De la pure fonction de l’écriture

Je viens de terminer mon deuxième livre. Je suis moi-même étonné de m’être libéré de cette envie de publication. Je l’ai terminé. Point. Cela s’arrête là. S’il sort, tant mieux. Si pas, je ne crierais pas à l’injustice, ni ne courrais après des solutions alternatives. Non, je l’empilerais simplement sur l’autre dans ma bibliothèque, mes trésors cachés,  mes enfants, mes beaux et fiers enfants, mes petits secrets gardés face au monde qui ne me comprit pas.

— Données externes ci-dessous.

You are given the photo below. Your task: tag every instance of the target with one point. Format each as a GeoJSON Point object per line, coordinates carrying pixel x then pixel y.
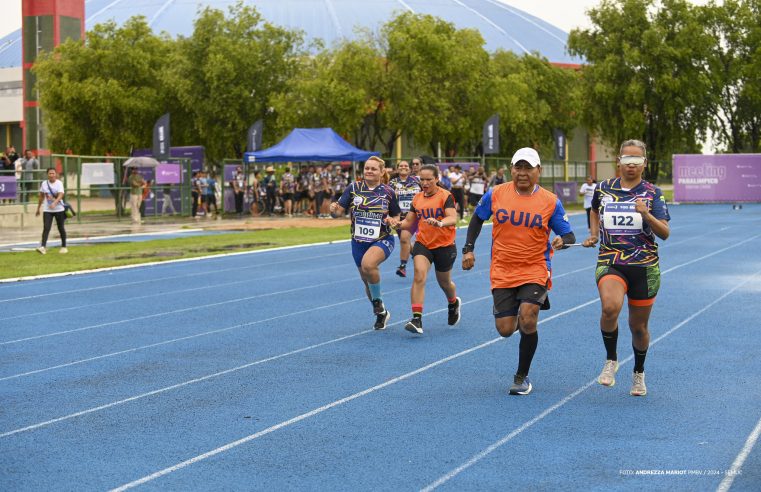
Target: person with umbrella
{"type": "Point", "coordinates": [136, 185]}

Voilà dix ans que j’écris avec plus ou moins de régularité. De ce temps passé, il me semble qu’un dixième de ce que j’ai pu écrire ça et là a été mis dans mes deux livres. Je n’ai pas écrit pour être reconnu, pour le style ou que l’on me prête l’une ou l’autre qualité littéraire. J’ai écrit car un besoin, un impératif me força à le faire. Un peu comme-ci une force supérieure me le dicta, m’y obligea, alors que je suis totalement conscient que mes chances de publication dans une maison sérieuse sont très minces vu le style, les thèmes et la courte longueur de ceux-ci. Pour moi, l’impact est bien le plus important. L’effet d’un texte n’a pas de de corrélation avec sa taille. Une seule phrase peut éclipser un livre entier. Ecrire c’est autre chose que d’aligner et aligner pour densifier une pensée. Pour la rendre visiblement plus dense. Un procédé d’enfouissement. Mais soit. Cela ne concerne que moi, finalement.

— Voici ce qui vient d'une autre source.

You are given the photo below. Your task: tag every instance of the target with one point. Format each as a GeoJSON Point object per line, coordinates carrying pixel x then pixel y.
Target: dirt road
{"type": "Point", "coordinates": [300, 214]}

Ce qui est étrange pour moi c’est que bien que j’ai envie de liquider cette part créative de moi-même, qui chaque jour me mange, me dévore, me tue et qui finalement est un fardeau très lourd à porter par rapport à la rétribution qu’elle m’apporte, je continue. Ce faisceau est impossible à briser. J’en conclus donc que je me suis vu remettre quelque chose qui me dépasse, qui pourrait peut-être servir à quelqu’un d’autre. Peut-être sous peu, peut-être dans très longtemps, peut-être jamais.

Tout cela est bien énigmatique.

Je continuerai à chanter dans le désert, si je le dois.

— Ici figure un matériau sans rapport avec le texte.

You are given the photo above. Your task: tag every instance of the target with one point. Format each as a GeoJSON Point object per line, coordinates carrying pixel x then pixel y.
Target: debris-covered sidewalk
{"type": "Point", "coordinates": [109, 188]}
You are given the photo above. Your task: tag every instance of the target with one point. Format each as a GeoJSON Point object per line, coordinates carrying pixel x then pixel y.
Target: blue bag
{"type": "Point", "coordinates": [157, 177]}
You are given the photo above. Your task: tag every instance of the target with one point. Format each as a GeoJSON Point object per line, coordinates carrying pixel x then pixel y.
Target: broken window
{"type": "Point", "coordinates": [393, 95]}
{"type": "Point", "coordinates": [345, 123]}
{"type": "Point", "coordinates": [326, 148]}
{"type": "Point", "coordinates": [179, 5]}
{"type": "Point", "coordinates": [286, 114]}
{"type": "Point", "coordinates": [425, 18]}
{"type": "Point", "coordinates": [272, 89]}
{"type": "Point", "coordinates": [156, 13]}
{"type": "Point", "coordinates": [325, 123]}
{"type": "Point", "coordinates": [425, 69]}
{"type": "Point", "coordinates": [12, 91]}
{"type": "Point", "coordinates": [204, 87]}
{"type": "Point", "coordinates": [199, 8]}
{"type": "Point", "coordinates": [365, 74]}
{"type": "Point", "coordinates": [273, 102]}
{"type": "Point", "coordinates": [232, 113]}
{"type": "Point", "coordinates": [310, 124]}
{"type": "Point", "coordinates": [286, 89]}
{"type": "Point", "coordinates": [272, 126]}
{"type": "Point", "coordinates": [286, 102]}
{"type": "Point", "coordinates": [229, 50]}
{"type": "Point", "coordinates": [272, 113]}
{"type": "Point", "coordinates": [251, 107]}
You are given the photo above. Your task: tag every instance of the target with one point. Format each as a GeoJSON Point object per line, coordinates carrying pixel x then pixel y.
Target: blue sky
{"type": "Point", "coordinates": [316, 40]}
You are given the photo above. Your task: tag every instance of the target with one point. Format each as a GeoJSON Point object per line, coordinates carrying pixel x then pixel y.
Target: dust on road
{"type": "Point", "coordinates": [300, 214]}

Dans cinq ans, dix ans, vingt ans,

peut-être serais-je toujours là.

Au milieu du blizzard.

Sans effroi.

Mes enfants me questionnant.

 

Homme Postmoderne

Ce qui a marqué le début de la faillite à venir de notre Civilisation est : l’industrialisation de l’Animal.
Lorsque il est devenu un simple produit d’usine, c’est l’humanité qui fut définitivement liquidée au bénéfice du profit toujours plus étendu. Les camps de concentration jusque dans leurs assiettes.
A mastiquer détresse et tumeurs.
Homme Postmoderne.

De l’annihilation du consommateur-consommant

Quelque part entre ce que le monde nous promeut, entre ce que l’on se promet, entre les prétentions « psychiques » et matérielles ; celles du vouloir avoir, de la possession, du labeur passé à l’obtention de choses diverses dont souvent l’on finit par se lasser (voire même dont nous nous lassons de nous lasser) et du vouloir être. Entre la mécanique fuitée du désir et la mécanique de l’avoir, il y a un champ, un champ ontologique de vouloir vivre, de création, de fixation d’un grand soi, d’un plus grand soi, de vision, d’une vie harmonieuse, d’une vie en paix avec elle-même et le monde qui l’entoure. Un écart entre ce que le système nous amène à être ; le consommateur-consommant et l’être pleinement créatif, en pleine possession de son être, allant vers ses potentialités, conscient de ses actes, de ses émotions, dépouillé des turpitudes amenées par l’extérieur, celui qui a le contrôle de son émotivité, qui n’est plus dupe face à lui-même, à ce que l’on a amené à être.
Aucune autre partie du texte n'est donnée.